Nous avons traduit et adapté pour « Volcans » un article paru dans la revue « Envio », numéro 167. L'auteur est un collaborateur du Mouvement nicaraguayen des enfants et adolescents au travail

Depuis 1994, une équipe de travailleurs sociaux s'est efforcée d'analyser l'expérience des enfants au travail et l'interprétation qu'ils en font. Ils ont travaillé à partir de deux dynamiques. Des rencontres, auxquelles ont participé 1 500 enfants, âgés de 9 à 16 ans, travaillant dans la rue, les marchés, les parcs et parkings de Managua, ont été organisées ainsi que des journées de témoignages sur le travail domestique, tenues dans le cadre de la campagne internationale Donner la parole aux enfants et près de 110 jeunes filles du même âge. Les résultats ont été complétés par des entretiens avec 24 enfants d'origine paysanne du Salvador, âgés de 7 à 17 ans.

On nous discrimine

Les enfants au travail se sentent victimes de discrimination par les adultes qui ne reconnaissent ni leur apport au travail ni leur contribution à la survie familiale. Ils se sentent gênés quand on accuse leurs parents de les forcer à travailler, alors que c'est le besoin qui les y pousse. Souvent, dans la rue, mais également au foyer, ils sont insultés, parfois brutalisés. « On nous détruit notre étal, on nous bouscule pour nous chasser. » Parfois leurs parents les maltraitent parce qu'ils n'ont rien vendu.

On se tue au travail

Tous les enfants soulignent le caractère pénible et éreintant de leur travail. Le danger est parfois aussi dénoncé, comme lorsqu'ils doivent répandre des herbicides dans les cultures. Les outils ne sont pas adaptés, le travail est fatigant et il empêche les enfants d'aller à l'école. Ceux qui travaillent dans les décharges souffrent également de la concurrence des adultes et des intermédiaires qui les paient mal et profitent de leur vulnérabilité. Dans les tâches domestiques, les accidents, brûlures, problèmes électriques ou blessures, sont également fréquents lorsque les jeunes filles cuisinent, repassent ou nettoient la maison.

Mais on en a besoin...

De façon unanime, les enfants se plaignent de la durée de leur journée de travail. De dix à quatorze heures en milieu rural, un peu moins en ville, cela ne laisse pas assez de temps pour les loisirs ou pour l'école. Dans le cas des enfants travaillant dans la rue, ils sont d'accord pour partager les recettes avec leurs parents mais souhaiteraient davantage être associés aux dépenses de la famille. Beaucoup trouvent « qu'ils donnent plus qu'ils ne reçoivent ». Presque tous sont opposés à l'interdiction du travail des enfants mais aimeraient qu'il soit contrôlé et réglementé.

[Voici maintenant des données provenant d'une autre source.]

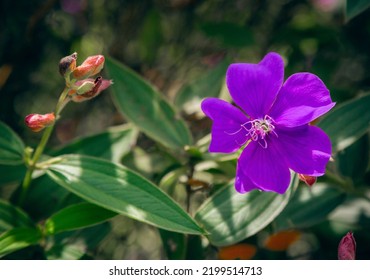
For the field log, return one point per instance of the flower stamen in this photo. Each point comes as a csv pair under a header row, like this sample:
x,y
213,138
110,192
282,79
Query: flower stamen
x,y
257,130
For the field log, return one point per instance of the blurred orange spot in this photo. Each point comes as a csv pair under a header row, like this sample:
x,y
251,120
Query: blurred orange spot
x,y
237,252
281,241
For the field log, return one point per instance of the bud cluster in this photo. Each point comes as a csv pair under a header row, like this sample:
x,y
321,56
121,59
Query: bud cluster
x,y
79,87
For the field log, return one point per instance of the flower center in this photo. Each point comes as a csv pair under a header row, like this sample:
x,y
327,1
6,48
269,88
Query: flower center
x,y
259,129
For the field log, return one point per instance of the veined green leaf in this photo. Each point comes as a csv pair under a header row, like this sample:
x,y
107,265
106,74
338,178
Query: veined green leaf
x,y
77,216
11,146
355,7
11,217
346,123
174,244
230,217
119,189
112,144
309,206
144,106
18,238
11,173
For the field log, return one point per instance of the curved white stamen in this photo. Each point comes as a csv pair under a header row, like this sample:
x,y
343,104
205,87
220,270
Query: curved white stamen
x,y
258,131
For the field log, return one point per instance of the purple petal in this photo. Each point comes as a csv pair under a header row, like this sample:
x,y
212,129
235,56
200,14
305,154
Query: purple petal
x,y
265,167
306,149
303,98
254,86
228,135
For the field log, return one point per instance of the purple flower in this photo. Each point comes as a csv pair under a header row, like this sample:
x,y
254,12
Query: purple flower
x,y
274,127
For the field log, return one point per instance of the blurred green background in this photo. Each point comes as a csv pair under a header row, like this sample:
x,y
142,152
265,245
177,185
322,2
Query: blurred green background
x,y
170,43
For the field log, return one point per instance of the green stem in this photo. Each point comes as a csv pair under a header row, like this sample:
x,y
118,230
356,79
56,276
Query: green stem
x,y
40,149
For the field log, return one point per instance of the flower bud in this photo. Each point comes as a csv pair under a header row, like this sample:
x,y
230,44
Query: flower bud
x,y
99,85
91,66
86,86
347,247
67,64
309,180
37,122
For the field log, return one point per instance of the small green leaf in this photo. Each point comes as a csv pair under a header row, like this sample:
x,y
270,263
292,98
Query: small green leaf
x,y
355,7
150,36
11,173
76,217
353,161
119,189
174,244
65,252
144,106
48,196
11,146
190,95
112,144
346,123
309,206
229,34
18,238
11,217
230,217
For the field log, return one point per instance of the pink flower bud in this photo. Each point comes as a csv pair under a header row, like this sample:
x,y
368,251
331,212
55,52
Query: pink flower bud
x,y
37,122
67,64
99,85
90,67
309,180
347,247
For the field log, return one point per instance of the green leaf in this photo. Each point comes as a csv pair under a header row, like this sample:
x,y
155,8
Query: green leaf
x,y
150,36
190,95
11,146
353,161
11,216
11,173
230,217
144,106
174,244
112,144
76,217
65,252
48,196
18,238
346,123
119,189
309,206
355,7
229,34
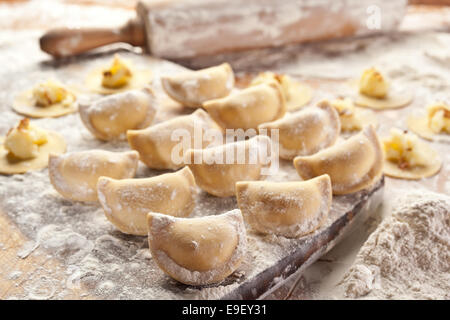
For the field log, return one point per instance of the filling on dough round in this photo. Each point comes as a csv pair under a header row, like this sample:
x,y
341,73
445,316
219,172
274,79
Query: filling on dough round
x,y
119,76
47,99
27,147
407,157
296,94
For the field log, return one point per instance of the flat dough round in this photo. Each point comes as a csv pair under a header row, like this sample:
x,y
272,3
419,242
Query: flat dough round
x,y
10,165
300,95
419,125
396,98
139,79
391,169
24,104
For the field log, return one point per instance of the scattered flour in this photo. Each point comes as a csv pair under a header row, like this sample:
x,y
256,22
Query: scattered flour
x,y
408,255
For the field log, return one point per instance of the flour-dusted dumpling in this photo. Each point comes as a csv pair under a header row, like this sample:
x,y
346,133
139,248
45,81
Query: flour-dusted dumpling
x,y
192,88
353,165
307,131
217,169
110,117
156,144
74,175
290,209
248,108
198,251
127,202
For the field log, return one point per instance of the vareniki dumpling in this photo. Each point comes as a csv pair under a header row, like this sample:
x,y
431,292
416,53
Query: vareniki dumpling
x,y
127,202
306,131
156,143
74,175
353,165
248,108
217,176
197,251
110,117
289,209
192,88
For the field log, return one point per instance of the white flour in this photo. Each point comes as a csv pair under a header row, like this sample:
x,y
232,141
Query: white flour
x,y
408,255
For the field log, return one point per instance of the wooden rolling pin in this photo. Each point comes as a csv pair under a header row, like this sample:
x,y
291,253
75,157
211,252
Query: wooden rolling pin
x,y
175,29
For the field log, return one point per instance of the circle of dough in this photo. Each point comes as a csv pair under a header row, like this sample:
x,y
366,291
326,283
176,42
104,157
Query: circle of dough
x,y
24,104
391,169
54,145
138,80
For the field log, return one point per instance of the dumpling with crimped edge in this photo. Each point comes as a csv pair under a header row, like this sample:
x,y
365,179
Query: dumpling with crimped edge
x,y
127,202
74,175
217,176
198,251
192,88
110,117
290,209
155,143
306,131
249,107
353,165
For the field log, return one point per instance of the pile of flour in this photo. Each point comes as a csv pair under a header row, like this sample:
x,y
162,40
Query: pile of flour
x,y
408,255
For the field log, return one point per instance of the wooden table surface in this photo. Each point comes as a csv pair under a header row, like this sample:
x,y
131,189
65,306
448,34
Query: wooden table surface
x,y
21,22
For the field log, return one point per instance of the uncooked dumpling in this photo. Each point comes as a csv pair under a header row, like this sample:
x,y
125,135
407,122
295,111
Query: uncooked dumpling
x,y
290,209
26,147
296,94
217,176
127,202
74,175
353,165
306,131
192,88
156,143
407,157
110,117
197,251
248,108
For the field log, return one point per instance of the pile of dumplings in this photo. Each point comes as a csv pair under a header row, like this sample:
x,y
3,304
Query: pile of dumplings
x,y
205,250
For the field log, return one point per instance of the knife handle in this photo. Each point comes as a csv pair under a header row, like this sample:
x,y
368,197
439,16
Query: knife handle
x,y
65,42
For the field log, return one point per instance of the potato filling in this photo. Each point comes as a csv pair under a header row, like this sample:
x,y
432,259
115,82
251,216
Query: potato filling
x,y
439,117
117,75
403,148
346,110
23,141
51,92
373,84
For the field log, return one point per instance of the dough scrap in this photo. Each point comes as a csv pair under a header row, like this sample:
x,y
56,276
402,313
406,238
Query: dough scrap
x,y
127,202
198,251
74,175
155,144
219,179
353,165
248,108
110,117
290,209
193,88
306,131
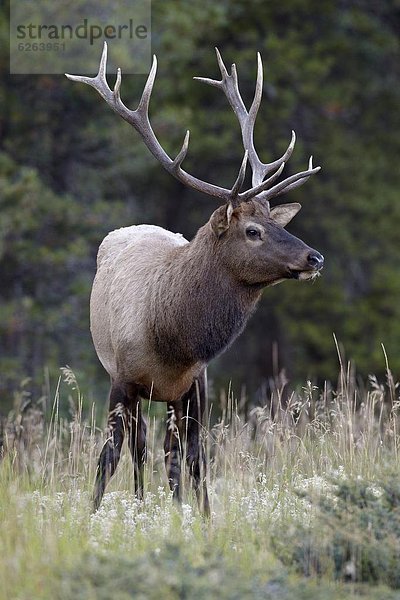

... Pour ne pas mourir de faim

Pourquoi les enfants s'attachent-ils à ce travail si dur et si discriminant ? Parce que c'est leur seul moyen de gagner de l'argent et, par là, de se payer ce qu'ils ne pourraient pas obtenir autrement : la possibilité de manger mais aussi de se soigner, de se vêtir et d'aller à l'école. « Sans travail, nous serions analphabètes, habillés en haillons et condamnés à une vie de misère, de famine. » Beaucoup sont conscients que c'est la seule issue pour échapper à la délinquance et à la marginalité, « pour ne pas voler, traficoter ou mendier ».

On apprend à devenir quelqu'un

Beaucoup voient aussi dans leur travail un apprentissage, une occasion d'acquérir de l'expérience et devenir plus autonome. Le travail n'est jamais complètement dissocié du jeu et des loisirs. Il leur permet d'être en groupe, les enfants en ont une vision dynamique. « Le travail se partage, se répartit par groupe, les activités s'accompagnent de chants, et parfois de rires, de danses et de jeux. » Comme l'explique Alejandro Ortiz, dans une étude sur les enfants au travail au Pérou, « dans une famille équilibrée, le travail partagé se vit comme un jeu, un jeu utile ». Alors le travail des enfants peut-il être un élément enrichissant de la vie des enfants et est-il plus réaliste et créatif que les politiques qui visent à l'interdire ? Il n'en demeure pas moins le produit ou la conséquence des conditions économiques dans lesquelles les enfants vivent et essaient de survivre.